Thyroglobulin Is Markedly Elevated in 6- to 24-Month-Old Infants at Both Low and High Iodine Intakes and Suggests a Narrow Optimal Iodine Intake Range

Thyroid, Volume 29, Issue 2, Page 268-277, February 2019.


from #Head and Neck by Sfakianakis via simeraentaxei on Inoreader http://bit.ly/2GHjiHB

Correction to: Longitudinal Characterization of Autoantibodies to the Thyrotropin Receptor (TRAb) During Alemtuzumab Therapy: Evidence that TRAb May Precede Thyroid Dysfunction by Many Years by Muller I, Willis M, Healy S, Nasser T, Loveless S, Butterworth S, Zhang L, Draman MS, Taylor PN, Robertson N, Dayan CM, and Ludgate ME. Thyroid 2018;28:1682–1693. DOI: 10.1089/thy.2018.0232

Thyroid, Volume 29, Issue 2, Page 309-309, February 2019.


from #Head and Neck by Sfakianakis via simeraentaxei on Inoreader http://bit.ly/2tmIUBG

Google ’s Live Transcribe and Sound Amplifier to Make Communications Easier for Deaf and Hard of Hearing

Deaf people and others who have trouble hearing are constantly finding themselves in situations in which communicating with other fellow humans is a challenge.

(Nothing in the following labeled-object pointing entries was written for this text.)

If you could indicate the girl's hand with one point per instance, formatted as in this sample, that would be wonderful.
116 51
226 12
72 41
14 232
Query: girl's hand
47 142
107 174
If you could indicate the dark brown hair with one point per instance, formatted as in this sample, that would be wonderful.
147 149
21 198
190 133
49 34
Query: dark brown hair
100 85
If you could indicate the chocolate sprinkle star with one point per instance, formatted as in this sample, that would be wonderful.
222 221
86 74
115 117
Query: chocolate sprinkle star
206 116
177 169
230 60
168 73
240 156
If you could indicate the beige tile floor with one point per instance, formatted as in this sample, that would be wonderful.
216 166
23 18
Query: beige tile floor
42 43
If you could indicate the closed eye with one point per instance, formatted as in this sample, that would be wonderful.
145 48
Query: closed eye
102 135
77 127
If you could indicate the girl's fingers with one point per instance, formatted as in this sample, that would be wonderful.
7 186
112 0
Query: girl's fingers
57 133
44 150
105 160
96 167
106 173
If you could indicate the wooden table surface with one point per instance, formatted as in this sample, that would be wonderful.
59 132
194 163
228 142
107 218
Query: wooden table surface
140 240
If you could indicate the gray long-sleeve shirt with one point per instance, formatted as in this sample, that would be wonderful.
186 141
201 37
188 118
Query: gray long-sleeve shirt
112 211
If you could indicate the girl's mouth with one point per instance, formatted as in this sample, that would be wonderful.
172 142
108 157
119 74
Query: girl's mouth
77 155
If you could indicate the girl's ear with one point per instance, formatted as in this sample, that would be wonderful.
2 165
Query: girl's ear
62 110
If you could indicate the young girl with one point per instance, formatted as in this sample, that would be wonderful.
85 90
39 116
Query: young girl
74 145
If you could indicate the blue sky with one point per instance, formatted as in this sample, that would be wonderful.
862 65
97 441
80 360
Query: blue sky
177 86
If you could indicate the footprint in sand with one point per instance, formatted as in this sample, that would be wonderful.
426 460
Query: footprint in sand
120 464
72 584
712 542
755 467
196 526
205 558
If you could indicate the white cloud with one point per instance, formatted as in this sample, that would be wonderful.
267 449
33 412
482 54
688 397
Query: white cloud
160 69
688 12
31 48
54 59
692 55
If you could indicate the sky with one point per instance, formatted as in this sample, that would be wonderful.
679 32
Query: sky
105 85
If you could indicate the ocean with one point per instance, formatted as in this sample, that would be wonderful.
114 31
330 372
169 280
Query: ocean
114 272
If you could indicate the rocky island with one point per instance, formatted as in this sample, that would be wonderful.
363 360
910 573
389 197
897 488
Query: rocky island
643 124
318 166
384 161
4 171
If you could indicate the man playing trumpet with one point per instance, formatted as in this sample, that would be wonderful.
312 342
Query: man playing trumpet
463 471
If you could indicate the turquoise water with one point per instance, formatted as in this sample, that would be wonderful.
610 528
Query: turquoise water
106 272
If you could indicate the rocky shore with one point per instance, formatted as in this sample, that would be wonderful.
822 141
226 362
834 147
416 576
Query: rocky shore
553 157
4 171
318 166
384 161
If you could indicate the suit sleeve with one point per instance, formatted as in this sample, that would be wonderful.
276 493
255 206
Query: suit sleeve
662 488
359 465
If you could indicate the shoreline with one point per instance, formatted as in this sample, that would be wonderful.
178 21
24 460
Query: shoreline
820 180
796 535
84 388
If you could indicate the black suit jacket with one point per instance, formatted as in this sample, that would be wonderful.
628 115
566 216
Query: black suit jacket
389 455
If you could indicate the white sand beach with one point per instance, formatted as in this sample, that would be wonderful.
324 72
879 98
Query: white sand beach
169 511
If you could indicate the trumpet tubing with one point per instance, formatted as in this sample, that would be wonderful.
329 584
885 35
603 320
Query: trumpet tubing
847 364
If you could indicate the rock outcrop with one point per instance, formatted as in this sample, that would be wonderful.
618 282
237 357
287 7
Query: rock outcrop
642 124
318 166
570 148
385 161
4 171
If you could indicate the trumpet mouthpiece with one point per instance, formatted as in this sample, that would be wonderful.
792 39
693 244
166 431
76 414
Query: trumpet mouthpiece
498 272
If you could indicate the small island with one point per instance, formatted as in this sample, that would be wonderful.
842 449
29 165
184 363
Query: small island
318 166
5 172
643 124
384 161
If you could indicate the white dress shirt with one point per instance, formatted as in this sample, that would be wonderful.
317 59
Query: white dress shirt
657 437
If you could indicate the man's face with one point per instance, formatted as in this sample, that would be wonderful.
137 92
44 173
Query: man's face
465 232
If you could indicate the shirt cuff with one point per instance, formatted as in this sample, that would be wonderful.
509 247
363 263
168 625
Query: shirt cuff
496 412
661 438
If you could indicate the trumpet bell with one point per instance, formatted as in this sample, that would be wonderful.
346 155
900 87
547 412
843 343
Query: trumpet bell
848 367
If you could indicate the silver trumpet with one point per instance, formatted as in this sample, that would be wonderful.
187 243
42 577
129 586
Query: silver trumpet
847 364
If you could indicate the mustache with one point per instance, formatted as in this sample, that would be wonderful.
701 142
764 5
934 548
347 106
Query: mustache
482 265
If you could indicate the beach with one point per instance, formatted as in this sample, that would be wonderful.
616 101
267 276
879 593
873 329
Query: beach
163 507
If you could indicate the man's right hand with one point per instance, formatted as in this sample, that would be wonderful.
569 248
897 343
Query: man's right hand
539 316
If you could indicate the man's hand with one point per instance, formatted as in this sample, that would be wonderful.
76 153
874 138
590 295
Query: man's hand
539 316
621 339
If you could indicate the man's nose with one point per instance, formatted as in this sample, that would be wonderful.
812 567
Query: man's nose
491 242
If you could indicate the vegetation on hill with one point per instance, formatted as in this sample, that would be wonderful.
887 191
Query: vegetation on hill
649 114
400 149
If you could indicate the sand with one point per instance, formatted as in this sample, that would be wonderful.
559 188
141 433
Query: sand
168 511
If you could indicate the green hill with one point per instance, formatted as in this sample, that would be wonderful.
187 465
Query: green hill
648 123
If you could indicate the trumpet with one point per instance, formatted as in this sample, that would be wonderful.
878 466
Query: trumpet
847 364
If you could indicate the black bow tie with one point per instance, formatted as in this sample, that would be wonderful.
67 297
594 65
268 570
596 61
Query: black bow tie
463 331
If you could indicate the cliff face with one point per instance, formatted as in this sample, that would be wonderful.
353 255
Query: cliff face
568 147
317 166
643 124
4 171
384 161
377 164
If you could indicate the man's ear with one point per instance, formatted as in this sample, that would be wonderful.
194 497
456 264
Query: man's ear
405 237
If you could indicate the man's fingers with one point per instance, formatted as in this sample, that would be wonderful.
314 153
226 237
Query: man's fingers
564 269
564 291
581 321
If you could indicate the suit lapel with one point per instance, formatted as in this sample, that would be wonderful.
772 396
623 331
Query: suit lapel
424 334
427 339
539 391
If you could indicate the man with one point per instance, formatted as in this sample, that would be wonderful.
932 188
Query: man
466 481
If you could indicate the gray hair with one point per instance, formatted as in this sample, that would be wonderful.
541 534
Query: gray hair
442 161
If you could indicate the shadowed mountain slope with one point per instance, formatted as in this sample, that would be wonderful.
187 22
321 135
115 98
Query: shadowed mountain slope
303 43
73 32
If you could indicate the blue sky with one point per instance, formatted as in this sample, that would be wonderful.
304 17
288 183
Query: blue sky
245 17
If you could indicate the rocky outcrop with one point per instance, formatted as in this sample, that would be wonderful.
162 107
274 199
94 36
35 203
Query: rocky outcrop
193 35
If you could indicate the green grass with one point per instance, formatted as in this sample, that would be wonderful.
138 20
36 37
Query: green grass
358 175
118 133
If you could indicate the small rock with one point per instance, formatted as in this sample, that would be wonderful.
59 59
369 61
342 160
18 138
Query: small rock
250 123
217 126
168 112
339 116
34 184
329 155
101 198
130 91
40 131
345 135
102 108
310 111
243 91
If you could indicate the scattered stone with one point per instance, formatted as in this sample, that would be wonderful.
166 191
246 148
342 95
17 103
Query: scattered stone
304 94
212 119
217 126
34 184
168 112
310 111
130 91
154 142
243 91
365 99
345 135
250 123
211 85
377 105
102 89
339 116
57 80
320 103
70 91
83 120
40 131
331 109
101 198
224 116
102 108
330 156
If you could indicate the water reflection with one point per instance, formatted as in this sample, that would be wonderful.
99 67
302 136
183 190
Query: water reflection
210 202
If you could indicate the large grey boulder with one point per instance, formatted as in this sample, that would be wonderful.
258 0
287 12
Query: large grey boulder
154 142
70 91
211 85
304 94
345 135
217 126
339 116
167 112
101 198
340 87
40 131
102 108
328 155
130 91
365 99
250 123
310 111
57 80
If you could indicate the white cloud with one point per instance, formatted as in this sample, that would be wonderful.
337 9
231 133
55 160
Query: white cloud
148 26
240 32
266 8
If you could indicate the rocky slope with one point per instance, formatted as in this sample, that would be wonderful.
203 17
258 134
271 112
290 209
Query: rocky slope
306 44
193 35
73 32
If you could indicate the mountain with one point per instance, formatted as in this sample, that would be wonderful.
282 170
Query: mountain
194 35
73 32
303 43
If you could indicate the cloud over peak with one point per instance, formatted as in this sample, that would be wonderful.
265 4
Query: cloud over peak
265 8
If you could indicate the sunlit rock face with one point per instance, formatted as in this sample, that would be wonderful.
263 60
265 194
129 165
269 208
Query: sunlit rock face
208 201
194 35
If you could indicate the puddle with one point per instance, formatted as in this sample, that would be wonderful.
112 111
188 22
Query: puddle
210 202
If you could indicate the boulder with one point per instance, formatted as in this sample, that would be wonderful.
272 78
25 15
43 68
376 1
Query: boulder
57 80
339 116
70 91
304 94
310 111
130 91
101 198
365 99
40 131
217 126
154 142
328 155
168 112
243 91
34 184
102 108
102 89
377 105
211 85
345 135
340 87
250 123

Gesturing and writing things down on paper is simple, but slow and frustrating. Google, a part of Alphabet, is hoping to change that with a couple new tools that will be part of its Android operating system. Live Transcribe is, as the name implies, a real-time transcription app that convert's the voice of a person you're speaking to into text. It was developed with the help of Gallaudet University, a school for the deaf and hard of hearing. The app works in more seventy different languages, an impressive achievement, and it will certainly give Google a new way to be able to peek into the private lives of people around t...

MedWorm Message: Have you tried our new medical search engine? More powerful than before. Log on with your social media account. 100% free.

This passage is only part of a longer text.